Posts Tagged ‘psychopathology’

Diagnosis, Flow and Motion

March 16, 2010

“Don’t tell me what is going on with me, help me understand the how of me.” AJ, a 24 year old male.

With the release of the proposed draft revisions (version 5) to DSM disorders and criteria, new questions have arisen about psychiatric diagnosis.  Articles like the very in-depth analysis by Louis Menand in The New Yorker wonder whether or not the classification of mental disorders doesn’t pathologize the vicissitudes of human emotional expression. Jonah Lehrer’s recent piece in the NYTimes adds another element to the discourse about what is diagnosis: what if mental illness, like depression, has value?

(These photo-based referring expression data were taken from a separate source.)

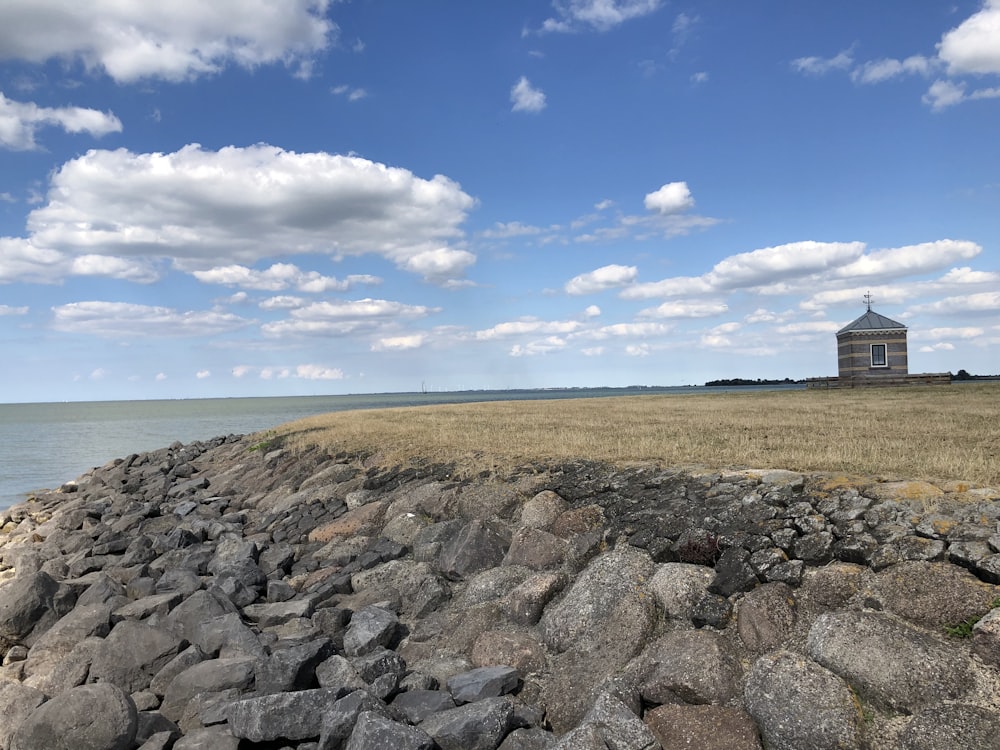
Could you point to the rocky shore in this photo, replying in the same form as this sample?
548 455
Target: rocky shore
228 594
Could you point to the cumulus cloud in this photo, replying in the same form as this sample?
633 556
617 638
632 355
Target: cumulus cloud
970 304
843 60
685 309
596 15
528 326
130 321
606 277
280 276
974 45
319 372
908 260
20 121
671 198
237 206
526 98
130 40
398 343
343 318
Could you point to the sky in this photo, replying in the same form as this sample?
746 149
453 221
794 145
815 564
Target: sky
297 197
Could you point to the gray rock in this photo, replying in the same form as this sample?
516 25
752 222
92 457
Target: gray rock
607 606
528 739
679 587
292 667
417 705
799 705
622 729
474 726
476 547
953 726
374 731
703 727
89 717
696 666
30 603
766 616
526 602
210 738
484 682
210 676
289 716
187 658
890 663
371 629
59 640
338 721
733 573
132 654
338 672
17 701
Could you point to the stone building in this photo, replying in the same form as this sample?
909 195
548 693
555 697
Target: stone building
873 346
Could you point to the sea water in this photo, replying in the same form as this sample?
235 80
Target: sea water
44 445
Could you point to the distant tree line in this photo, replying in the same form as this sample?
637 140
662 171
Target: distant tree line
747 381
964 375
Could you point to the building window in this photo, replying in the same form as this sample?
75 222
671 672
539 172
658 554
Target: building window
878 355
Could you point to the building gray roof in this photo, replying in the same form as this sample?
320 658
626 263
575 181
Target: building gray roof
872 321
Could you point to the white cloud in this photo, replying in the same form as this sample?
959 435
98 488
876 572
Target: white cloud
19 122
685 309
440 264
505 230
128 269
526 98
943 94
279 276
908 260
969 304
528 326
318 372
20 260
343 318
974 45
876 71
134 39
821 65
597 15
769 264
671 198
542 346
206 209
129 321
282 302
398 343
606 277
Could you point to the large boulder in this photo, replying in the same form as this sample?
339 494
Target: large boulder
889 662
29 605
89 717
800 705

I would like to suggest another angle to this over-due debate: Diagnosis is a process, a fluid and mutable motion between body, mind, other people, culture and the environment. A diagnosis should not be construed as a territory with fixed boundaries nor a rigid categorical definition.  A viewing lens can assist in the identification of a Downey Woodpecker but you can’t learn anything about the creature until you observe it flying and interacting with the trees.  A psychological enterprise should always engage with a person’s process, and should aim to assist a person in the discovery of how all the pieces of their life come together.  This work relies on experience and training, as well as science and art. It also depends on a deep understanding of the natural, evolutionary world in which we are all embedded.